Bahn in Not:Erweitern? Von wegen!

Der Bahn fehlt Geld für das Schienennetz. Jetzt will sie Millionen von Neubauvorhaben abziehen, um das Netz zu sanieren.

Michael Bauchmüller

Das Netz der Deutschen Bahn und seine Finanzierung ist eine Welt für sich. Da gibt es Weichen, Brücken, Stellwerke, die mit den Jahren marode werden und nach Sanierung rufen - das "Bestandsnetz".

Bahn in Not: Deutsche Bahn: "Völlig unterfinanzierte" Bauvorhaben

Deutsche Bahn: "Völlig unterfinanzierte" Bauvorhaben

(Foto: Foto: dpa)

Da gibt es Milliardenprojekte, die neu gebaut werden, oft über viele Jahre hinweg - sie stehen im "Bedarfsplan". Für beides zahlt der Bund in diesem Jahr knapp 3,5 Milliarden Euro.

Glaubt man der Bahn, dann reicht das Geld für die Sanierung hinten und vorne nicht. Beim Rapport im Verkehrsministerium schlug Volker Kefer, Vorstand der DB Netz, schon im Sommer Alarm: Bei der Sanierung habe die Bahn mehr Projekte als Geld. Der Konzern laufe Gefahr, "dass der Bedarf an Mitteln für Investitionen in das Bestandsnetz zum Ende des Jahres deutlich überschritten werde", hält das Ministerium in einem Protokoll fest.

Deshalb wolle die Bahn 175 Millionen Euro vom Neubautopf in den Sanierungstopf umschichten. Schließlich würden nicht alle Neubaumittel abgerufen. "Wie in den vorangegangenen Jahren", so hält der Gesprächsvermerk des Ministeriums fest, setze die Bahn auf "einen flexiblen Ausgleich" zwischen den beiden Etats. Dies würde verhindern, dass Mittel schlicht verfallen, wie es in der Vergangenheit gelegentlich vorkam.

"Völlig unterfinanziert"

Ganz so einfach sollte es aber in diesem Jahr offenbar nicht gehen. "Es ist schwer vermittelbar", so beschwerten sich Beamte des Verkehrsministeriums in einem internen Vermerk, "dass es der DB AG wiederum nicht gelingt (oder nicht gelingen will), die Mittel für den Bedarfsplan vollständig umzusetzen".
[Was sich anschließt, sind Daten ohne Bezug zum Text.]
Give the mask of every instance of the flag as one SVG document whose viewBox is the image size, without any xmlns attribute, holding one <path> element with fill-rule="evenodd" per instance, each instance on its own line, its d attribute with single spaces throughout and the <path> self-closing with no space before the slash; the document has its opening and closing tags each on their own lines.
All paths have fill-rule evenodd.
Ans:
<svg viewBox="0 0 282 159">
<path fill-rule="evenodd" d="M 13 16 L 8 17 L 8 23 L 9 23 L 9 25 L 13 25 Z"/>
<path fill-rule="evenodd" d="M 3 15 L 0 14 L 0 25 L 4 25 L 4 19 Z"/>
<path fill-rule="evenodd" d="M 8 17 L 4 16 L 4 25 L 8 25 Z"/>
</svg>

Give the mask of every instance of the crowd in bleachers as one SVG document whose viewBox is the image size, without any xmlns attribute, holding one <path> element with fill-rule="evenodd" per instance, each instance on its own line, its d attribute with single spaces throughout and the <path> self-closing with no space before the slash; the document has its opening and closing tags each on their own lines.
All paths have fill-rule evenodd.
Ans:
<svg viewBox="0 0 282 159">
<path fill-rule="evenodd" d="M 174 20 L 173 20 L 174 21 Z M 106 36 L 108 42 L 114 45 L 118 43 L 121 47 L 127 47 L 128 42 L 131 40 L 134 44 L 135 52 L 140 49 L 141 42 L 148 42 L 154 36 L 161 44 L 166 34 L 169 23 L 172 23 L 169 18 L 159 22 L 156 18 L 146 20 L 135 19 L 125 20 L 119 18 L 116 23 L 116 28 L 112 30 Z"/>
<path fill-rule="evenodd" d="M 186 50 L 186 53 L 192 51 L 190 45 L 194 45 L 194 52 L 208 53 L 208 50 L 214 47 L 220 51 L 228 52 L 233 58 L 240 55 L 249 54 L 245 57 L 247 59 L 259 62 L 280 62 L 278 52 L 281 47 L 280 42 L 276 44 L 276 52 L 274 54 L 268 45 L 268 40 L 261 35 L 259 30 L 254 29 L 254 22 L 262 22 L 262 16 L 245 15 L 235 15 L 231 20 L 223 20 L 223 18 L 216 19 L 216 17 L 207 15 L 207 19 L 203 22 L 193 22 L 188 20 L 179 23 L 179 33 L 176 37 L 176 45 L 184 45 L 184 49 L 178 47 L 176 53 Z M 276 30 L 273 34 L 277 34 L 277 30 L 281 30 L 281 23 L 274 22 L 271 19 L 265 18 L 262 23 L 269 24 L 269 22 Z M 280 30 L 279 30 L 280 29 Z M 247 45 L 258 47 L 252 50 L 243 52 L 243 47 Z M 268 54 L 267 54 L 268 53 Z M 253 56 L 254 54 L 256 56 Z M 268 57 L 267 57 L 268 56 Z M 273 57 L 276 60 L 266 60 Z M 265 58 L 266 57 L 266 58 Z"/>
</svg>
Dieser Umstand an sich wiederum ist bemerkenswert, hatte doch erst vorige Woche ausgerechnet der Netzbeirat der Bahn beklagt, für den Aus- und Neubau stehe nicht genügend Geld zur Verfügung. "Völlig unterfinanziert" seien die dringend nötigen Bauvorhaben, warnte Beirats-Chef Wolf Gorka.

Ursprünglich sollte die Bahn dieses Jahr 988 Millionen Euro in neue Strecken stecken. Zumindest bis zum Sommer war sie auf gutem Wege. Bis auf einen "Rest von rund 3,8 Millionen Euro", schrieben Beamte des Verkehrsministeriums im Juli, sei die Verwendung dieser Mittel mit dem Bund vereinbart. "Auch ein geringerer Betrag als 175 Millionen Euro", so schlossen die Beamten, "könnte zum gegenwärtigen Zeitpunkt keinesfalls dem Bestandsnetz zur Verfügung gestellt werden" - schon technisch nicht.

Unklar bleibt, woher die 175 Millionen Euro kommen sollen. Die Bahn konnte das auf Anfrage nicht darlegen, wie sie überhaupt zur ganzen Causa schweigt. "Zu solchen Vorgängen nehmen wir keine Stellung", heißt es bei DB Netz.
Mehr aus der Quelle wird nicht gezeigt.